Another type of broker is known as the market maker, which involves the brokers automatically taking the opposite side of a currency transaction to that of their customer. This may sound contradictory, as though the broker is working against the customer, but consider this example. Customer A wants to buy a currency pair, so the broker sells it to that customer. Customer B wants to sell the same currency pair, so the broker will buy it from that customer. It is the fact that some customers will want to buy and others will want to sell that makes it possible for the market to function. Without buyers and sellers, there would be no forex market.
Getting Started Trading Forex
Trading currency is a quite simple business to establish. All it takes is a computer or other Internet capable device, a broker, trading software and funds with which to speculate on future currency prices.
Learning to Trade Forex
Brokers and financial education providers offer a comprehensive set of learning resources for both new and experienced traders. Brokers do this for two reasons. One is to attract new customers. The other is to help those customers become successful so that they can continue to trade. This is because the broker earns a fee on every trade, regardless of whether or not that trade is profitable. Competition between brokers is so intense that the fee is a very small percentage of the trade, so the broker needs a lot of traders and preferably traders who will do a large volume of trades.
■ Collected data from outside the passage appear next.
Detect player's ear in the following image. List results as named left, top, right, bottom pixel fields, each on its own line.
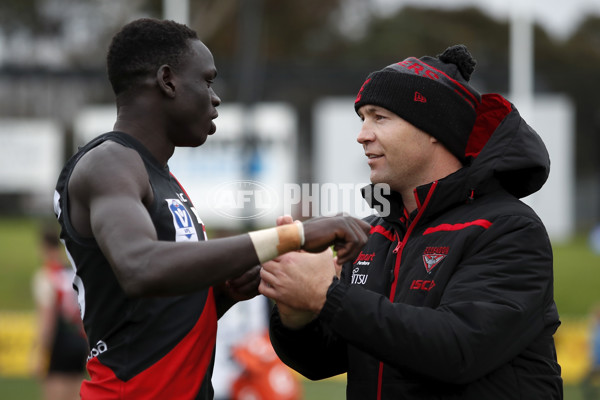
left=157, top=65, right=176, bottom=98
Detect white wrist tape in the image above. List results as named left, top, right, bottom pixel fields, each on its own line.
left=248, top=221, right=304, bottom=263
left=295, top=220, right=305, bottom=247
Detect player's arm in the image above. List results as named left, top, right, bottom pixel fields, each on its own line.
left=69, top=142, right=369, bottom=297
left=213, top=265, right=261, bottom=319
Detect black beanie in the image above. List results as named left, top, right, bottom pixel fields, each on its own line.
left=354, top=45, right=481, bottom=164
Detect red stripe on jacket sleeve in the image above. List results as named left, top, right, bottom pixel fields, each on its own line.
left=423, top=219, right=492, bottom=235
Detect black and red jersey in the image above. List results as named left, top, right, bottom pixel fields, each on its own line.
left=54, top=131, right=216, bottom=399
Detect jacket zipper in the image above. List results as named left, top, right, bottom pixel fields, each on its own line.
left=376, top=181, right=438, bottom=400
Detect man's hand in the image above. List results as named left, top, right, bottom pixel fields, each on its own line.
left=259, top=248, right=336, bottom=314
left=220, top=264, right=261, bottom=302
left=276, top=302, right=316, bottom=330
left=302, top=216, right=371, bottom=264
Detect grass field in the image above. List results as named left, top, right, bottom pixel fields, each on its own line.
left=0, top=217, right=41, bottom=310
left=0, top=374, right=590, bottom=399
left=1, top=216, right=599, bottom=399
left=0, top=376, right=353, bottom=400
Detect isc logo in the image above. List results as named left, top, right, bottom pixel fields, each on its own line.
left=410, top=279, right=436, bottom=291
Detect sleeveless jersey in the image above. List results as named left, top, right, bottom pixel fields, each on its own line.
left=54, top=131, right=217, bottom=399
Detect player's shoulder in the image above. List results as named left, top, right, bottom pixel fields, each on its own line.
left=78, top=140, right=143, bottom=176
left=85, top=139, right=140, bottom=164
left=70, top=139, right=147, bottom=194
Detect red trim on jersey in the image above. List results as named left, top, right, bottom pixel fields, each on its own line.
left=423, top=219, right=492, bottom=235
left=169, top=172, right=192, bottom=200
left=80, top=288, right=217, bottom=399
left=170, top=171, right=208, bottom=239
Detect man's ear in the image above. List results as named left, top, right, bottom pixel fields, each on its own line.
left=157, top=65, right=176, bottom=98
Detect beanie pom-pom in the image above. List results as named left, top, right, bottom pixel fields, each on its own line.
left=438, top=45, right=476, bottom=81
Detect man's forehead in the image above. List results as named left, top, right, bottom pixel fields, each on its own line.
left=359, top=105, right=392, bottom=115
left=188, top=40, right=212, bottom=60
left=186, top=40, right=217, bottom=72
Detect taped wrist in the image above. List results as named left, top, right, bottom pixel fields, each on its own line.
left=248, top=221, right=305, bottom=263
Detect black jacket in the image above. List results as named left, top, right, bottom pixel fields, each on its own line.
left=269, top=94, right=563, bottom=399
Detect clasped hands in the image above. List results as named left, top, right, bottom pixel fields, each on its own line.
left=259, top=215, right=343, bottom=329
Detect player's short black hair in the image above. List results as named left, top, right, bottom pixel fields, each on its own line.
left=107, top=18, right=199, bottom=96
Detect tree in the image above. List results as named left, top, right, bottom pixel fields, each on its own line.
left=536, top=15, right=600, bottom=175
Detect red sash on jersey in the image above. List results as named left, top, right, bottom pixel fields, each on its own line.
left=81, top=288, right=217, bottom=399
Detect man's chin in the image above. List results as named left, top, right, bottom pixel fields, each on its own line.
left=181, top=136, right=207, bottom=148
left=369, top=175, right=395, bottom=192
left=369, top=173, right=384, bottom=185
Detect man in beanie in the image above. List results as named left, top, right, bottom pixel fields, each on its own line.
left=260, top=45, right=563, bottom=399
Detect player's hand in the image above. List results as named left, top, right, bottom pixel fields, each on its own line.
left=222, top=264, right=261, bottom=302
left=302, top=216, right=371, bottom=264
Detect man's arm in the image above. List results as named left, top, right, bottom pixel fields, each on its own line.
left=269, top=303, right=349, bottom=380
left=68, top=141, right=370, bottom=298
left=261, top=216, right=556, bottom=383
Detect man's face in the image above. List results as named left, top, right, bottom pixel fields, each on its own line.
left=169, top=40, right=221, bottom=147
left=357, top=105, right=434, bottom=194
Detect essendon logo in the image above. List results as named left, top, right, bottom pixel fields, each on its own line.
left=422, top=246, right=449, bottom=274
left=414, top=91, right=427, bottom=103
left=355, top=78, right=371, bottom=103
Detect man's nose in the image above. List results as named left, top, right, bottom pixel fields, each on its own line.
left=357, top=123, right=374, bottom=144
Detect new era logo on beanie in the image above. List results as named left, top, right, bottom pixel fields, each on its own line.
left=354, top=45, right=481, bottom=164
left=414, top=92, right=427, bottom=103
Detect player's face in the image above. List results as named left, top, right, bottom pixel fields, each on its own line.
left=357, top=105, right=434, bottom=194
left=170, top=40, right=221, bottom=147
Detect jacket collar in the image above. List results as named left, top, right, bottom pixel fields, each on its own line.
left=361, top=167, right=484, bottom=228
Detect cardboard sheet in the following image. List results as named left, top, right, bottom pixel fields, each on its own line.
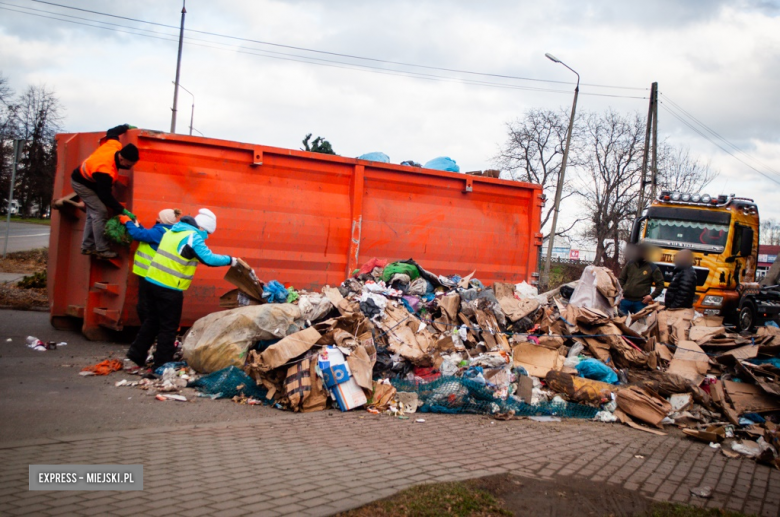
left=223, top=258, right=265, bottom=301
left=512, top=342, right=563, bottom=378
left=626, top=421, right=668, bottom=436
left=688, top=326, right=726, bottom=345
left=494, top=282, right=539, bottom=322
left=658, top=308, right=694, bottom=344
left=683, top=425, right=725, bottom=443
left=666, top=340, right=710, bottom=385
left=258, top=326, right=322, bottom=371
left=322, top=286, right=355, bottom=316
left=724, top=380, right=780, bottom=413
left=346, top=343, right=375, bottom=392
left=616, top=386, right=672, bottom=428
left=709, top=380, right=740, bottom=425
left=716, top=345, right=759, bottom=364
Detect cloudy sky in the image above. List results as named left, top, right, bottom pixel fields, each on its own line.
left=2, top=0, right=780, bottom=237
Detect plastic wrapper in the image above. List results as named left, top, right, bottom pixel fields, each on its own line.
left=189, top=366, right=268, bottom=400
left=182, top=304, right=302, bottom=373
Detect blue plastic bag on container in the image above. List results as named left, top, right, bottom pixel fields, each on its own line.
left=357, top=152, right=390, bottom=163
left=263, top=280, right=288, bottom=303
left=424, top=156, right=460, bottom=172
left=575, top=358, right=618, bottom=384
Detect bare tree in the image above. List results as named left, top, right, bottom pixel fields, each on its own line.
left=0, top=73, right=20, bottom=211
left=576, top=110, right=645, bottom=269
left=15, top=85, right=63, bottom=216
left=760, top=218, right=780, bottom=246
left=494, top=108, right=584, bottom=242
left=655, top=143, right=716, bottom=196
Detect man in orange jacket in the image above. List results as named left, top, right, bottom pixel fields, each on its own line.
left=70, top=124, right=139, bottom=259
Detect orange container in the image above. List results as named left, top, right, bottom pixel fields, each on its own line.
left=49, top=130, right=543, bottom=339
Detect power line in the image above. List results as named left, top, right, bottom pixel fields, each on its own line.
left=659, top=102, right=780, bottom=187
left=660, top=98, right=780, bottom=183
left=0, top=3, right=647, bottom=99
left=0, top=4, right=178, bottom=43
left=661, top=92, right=780, bottom=177
left=0, top=1, right=183, bottom=39
left=28, top=0, right=647, bottom=92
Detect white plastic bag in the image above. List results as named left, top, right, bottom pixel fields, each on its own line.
left=515, top=281, right=538, bottom=298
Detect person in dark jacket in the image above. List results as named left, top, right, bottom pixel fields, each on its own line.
left=118, top=208, right=181, bottom=325
left=664, top=249, right=698, bottom=309
left=70, top=124, right=139, bottom=259
left=618, top=244, right=665, bottom=314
Training can take the form of printed books, e-books, DVDs and live or archived webinars that permit the learner to participate according to their schedule. Much of the training resources forex brokers offer is free of cost or obligation.
Third party financial educators sometimes charge for their training programs, but many offer free trials so that potential customers can determine the value prior to making any financial commitment.
Practicing Forex Trading
All forex brokers offer what are known as demo accounts. Forex trading is one of the few businesses where you get to practice before risking any money. This is the best way to learn forex math, observe what a typical day in the market is like and to practice different trading strategies to find the one or ones that are best suited to any particular individual person. It also is an exceptional opportunity to learn how to operate different trading software, so that when real trading commences, there will be no unpleasant surprises regarding what happens when certain commands are given. Many experienced traders consider demo accounts so valuable that they will maintain one or more even after they are trading with real money.
Retail forex trading offers an ideal opportunity for a home-based business as a source of either a primary or supplemental income. There are risks involved, but taking time to appreciate those risks and learning to manage them is simply a matter of exploring thoroughly before you risk any actual money.